Low Residency Creative Writing launches "Summer School" as part of its Summer 2022 Residency

June 20, 2022

"Repeated text 'summer' in white to yellow gradient, with 'school' in black cursive below and a sketch of a hand holding a brush on the right."

On Thursday, June 23rd, PNCA's Low Residency Creative Writing MFA launches "Summer School" as part of its Summer 2022 Residency. Summer School consists of the 6 graduating LRCW students offering Generative Making Sessions, free and open to the public. Folks can attend via Zoom or in-person at 511 NW Broadway, Room 413. 

If you'd like to attend via Zoom, please email Jay Ponteri at jponteri@willamette.edu. 

Below our Summer School's Inaugural Offerings & Times:

10am: Rachel Keller

11am: Manya Orescan Campos

1pm: Molly Collins

2pm: Leah Herzing

4pm: Russell Hill

5pm: ocean 


glass coffin craft: the magic in the retelling of fairy tales

Rachel Keller

Fairy tales have survived over the centuries as some of the most well-known stories of all time. But their preservation is no accident; in fact, it is through the art of reshaping and reshaping these stories that they continue to withstand the test of time. In this class, we will discuss the necessity in adding each generation’s voice on the personal and societal issues and pressures of their times, and also do a generative exercise in order to hone this magic for ourselves. 

The Psychology of an Altar

Manya Orescan Campos

“My mother taught me how to build an altar on a dirty train.”

I will open with a chant and share a little about my personal experience with altars; building them, connecting with it as a place of reflection, personal healing, discovery, transformation and ancestral reclamation. This is intended to encourage the students/makers/artists to become attuned with the space we create in, our environment/home, and how that may be in visceral connection to the quality of presence we bring to our making. I will then ask the students to reflect on their sensory experience and together we will engage in a writing exercise. 

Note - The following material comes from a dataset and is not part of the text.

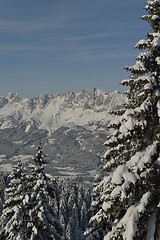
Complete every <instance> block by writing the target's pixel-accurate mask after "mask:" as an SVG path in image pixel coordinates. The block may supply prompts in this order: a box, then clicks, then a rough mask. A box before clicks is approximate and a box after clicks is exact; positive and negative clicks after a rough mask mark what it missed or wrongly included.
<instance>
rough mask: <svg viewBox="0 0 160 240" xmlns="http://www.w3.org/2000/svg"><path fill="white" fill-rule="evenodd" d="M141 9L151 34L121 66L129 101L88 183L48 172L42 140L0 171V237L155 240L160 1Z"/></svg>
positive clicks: (159, 136) (155, 0)
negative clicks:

An Empty Chair– On Silence, Space, and Wonder

Molly Collins

As a habitual oversharer in my personal life, I’ve been reminded by many that some things are better left unsaid. I did not truly reflect on this platitude until I found myself writing about the loss of my grandfather; attempting to attach words to an experience I cannot fully understand.

Guided by Doris Salcedo, Paul Simon, John Keats, and Diana Khoi Nguyen, we will explore art born from spaces of uncertainty, loss, and physical violence. We will discuss how embracing silence and negative space can provoke emotional responses in our work.

I hope to leave our time together with more doubts, feeling inspired to use these “new-unknowns” as generative material. Please bring scissors and paper (or any material you feel comfortable destroying).

Writing in Fragments: Gold Filling in a Broken Vase

Leah Herzing

In this lecture we will discuss the art of fragmentation in creative nonfiction. Drawing on examples from The Crying Book by Heather Christle, Bluets by Maggie Nelson, and A Bestiary by Lily Hoang, I hope to impart a sense of excitement about the possibilities of fragmentation and how it can express greater emotion and nuance than what a traditional essay or straightforward narrative produces. There will be time to produce a 100 word/graphic document utilizing the format. Photographs/graphics are encouraged, as well as hyperlinks or AV files for those interested in creating an electronic document. 

Dreamblur: dream poetry in the shadow of Frank Stanford


A brief presentation on the life and works of the poet Frank Stanford, followed by the composition of our own dream-based poem. 

A note from Ocean: Fellow students! For ocean’s generative making session please prepare in the week ahead by attempting to catch and write down a few images from your dreams at night. “Images” does not just connote still objects; it can include scenes, actions, events, motions, encounters. If you are not a frequent oneironaut, jot down a few images from dreams you’ve had recently, or not-so-recently, or from any time in your life that you can remember. These do not need to be the most astounding images, the most surreal, or anything like that. And if you absolutely have never remembered dreaming in your entire life, just jot down a few glimpses from your waking life that you have noticed that have caught your attention of late, and bring them along to ocean’s class.        

This Subject of Critique—

Russell Hill

In this conversation we will explore critique as it relates to the writer's workshop. My own concepts and struggle with critique will be brought forward. We will review critique from its formal beginning in the Iowa Writers Workshop and the lens through which critique has been viewed for nearly 100 years. We will examine our own lens and (re)consider how such a tool can be put to better use building equity and support for writers as well as how such a paradigm shift might change our world view. Craft in the Real World by Matthew Salesses is at the core of this interaction. The Generative Making Session intends to draw out thoughts and experiences from the participants creating space for reflection. Note-taking paper will be provided.